I see you are here so that deserves a pat on the back. You have learned a lot already and believe me, will learn even more. I do learn things here and there along the way as well from TGS. I wish I had it way back when I started out. 
Give yourself credit, you are here to learn more and that is a lot more than some out there, who think a goat is a goat and will live on bottle caps or tin cans.


----------



## AJM42 (Sep 7, 2016)

Update: We tried seperating the doe from the wether and she tore the fence down, so now we have no fence. Hubby works nearly 80 hours a week so I have no idea when we will be able to put it back up. We have been forced to use tie outs for all three of them, but the doe is being nicer to my little billy. She is apparently an escape artist and has been finding ways to slip the tie out, so I had to use the billy to lure her in the morning. She was playing with him rather than trying to kill him this time, so I think things are moving in the right direction.
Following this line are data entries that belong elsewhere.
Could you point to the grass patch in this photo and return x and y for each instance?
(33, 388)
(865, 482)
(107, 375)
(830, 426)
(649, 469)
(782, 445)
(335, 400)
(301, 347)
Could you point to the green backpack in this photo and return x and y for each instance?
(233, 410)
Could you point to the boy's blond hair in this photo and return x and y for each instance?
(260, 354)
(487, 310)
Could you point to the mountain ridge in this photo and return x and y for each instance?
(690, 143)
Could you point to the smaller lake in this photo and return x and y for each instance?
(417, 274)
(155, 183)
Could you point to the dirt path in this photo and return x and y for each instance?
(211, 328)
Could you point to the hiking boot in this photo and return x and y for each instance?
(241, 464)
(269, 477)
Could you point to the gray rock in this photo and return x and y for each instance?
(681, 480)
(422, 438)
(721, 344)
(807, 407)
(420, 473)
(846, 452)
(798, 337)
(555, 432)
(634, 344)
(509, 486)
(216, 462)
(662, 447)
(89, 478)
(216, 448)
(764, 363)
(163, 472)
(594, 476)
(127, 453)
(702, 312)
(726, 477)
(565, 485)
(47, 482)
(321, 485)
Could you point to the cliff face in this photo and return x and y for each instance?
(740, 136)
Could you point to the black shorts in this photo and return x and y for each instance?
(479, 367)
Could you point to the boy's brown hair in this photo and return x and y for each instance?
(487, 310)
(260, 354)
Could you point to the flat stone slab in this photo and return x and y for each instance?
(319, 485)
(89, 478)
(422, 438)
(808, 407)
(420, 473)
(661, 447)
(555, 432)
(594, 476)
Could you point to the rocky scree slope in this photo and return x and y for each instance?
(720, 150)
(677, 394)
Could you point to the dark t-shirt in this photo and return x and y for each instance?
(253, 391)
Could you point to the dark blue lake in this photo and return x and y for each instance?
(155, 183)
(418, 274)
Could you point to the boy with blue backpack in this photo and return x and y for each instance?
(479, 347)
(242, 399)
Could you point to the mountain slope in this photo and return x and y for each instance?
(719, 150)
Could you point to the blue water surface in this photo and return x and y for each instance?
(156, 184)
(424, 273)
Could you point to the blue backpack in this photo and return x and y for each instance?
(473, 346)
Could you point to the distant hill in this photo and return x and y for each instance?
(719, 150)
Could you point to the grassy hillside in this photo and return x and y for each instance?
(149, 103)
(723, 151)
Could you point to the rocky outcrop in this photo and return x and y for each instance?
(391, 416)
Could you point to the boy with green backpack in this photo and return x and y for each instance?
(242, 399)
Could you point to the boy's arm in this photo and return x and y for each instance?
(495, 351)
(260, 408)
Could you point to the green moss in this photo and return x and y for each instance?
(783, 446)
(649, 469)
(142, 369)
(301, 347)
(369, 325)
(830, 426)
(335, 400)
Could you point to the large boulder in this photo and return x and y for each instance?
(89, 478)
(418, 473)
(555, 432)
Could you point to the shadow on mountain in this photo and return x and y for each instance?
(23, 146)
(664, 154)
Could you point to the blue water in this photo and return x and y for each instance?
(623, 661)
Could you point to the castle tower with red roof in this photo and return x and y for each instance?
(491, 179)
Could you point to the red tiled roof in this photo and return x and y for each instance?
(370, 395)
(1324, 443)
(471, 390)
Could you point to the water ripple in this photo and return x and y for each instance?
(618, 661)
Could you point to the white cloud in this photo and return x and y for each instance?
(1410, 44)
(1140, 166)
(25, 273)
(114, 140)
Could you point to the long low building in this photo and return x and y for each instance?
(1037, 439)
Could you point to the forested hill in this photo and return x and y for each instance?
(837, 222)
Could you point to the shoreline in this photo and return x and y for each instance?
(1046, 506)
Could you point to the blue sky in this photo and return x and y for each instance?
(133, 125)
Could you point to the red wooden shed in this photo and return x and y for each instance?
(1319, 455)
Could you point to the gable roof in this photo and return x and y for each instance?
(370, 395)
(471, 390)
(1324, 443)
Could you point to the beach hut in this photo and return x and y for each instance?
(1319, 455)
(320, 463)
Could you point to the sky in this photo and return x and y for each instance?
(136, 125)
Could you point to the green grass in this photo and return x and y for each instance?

I did notice some odd behavior though. Before I brought the billy out, she was hanging around her brother (the wether) and was humping him. He put a stop to it a few times, but she kept trying to go right back in. Is this normal behavior?


----------



## SalteyLove (Jun 18, 2011)

Many does will mount other goats as a sign of dominance. She is likely in heat if she is mounting him.


----------



## toth boer goats (Jul 20, 2008)

I agree.


Sorry about the fence, but it seems she learned a lesson to be nice or be separated which is good.

If you can, get wood pallets, you can use them for a cheap fence fix. 
Tie them together Or buy hog panels and a tee posts. If you need to. Depending on how big the damage is.


----------



## AJM42 (Sep 7, 2016)

Most of the fence is already made of pallets, or reinforced with pallets, she decided the one section that wasn't (where the gate is) was escape central. The gate is toast too, it will have to be replaced. I guess what they say is true, nothing is really free!


----------



## loggyacreslivestock (Mar 5, 2013)

Lol. No, goats are only free the first few seconds you load them up. After that they start a tab.


----------



## toth boer goats (Jul 20, 2008)

I so agree. :sigh:


----------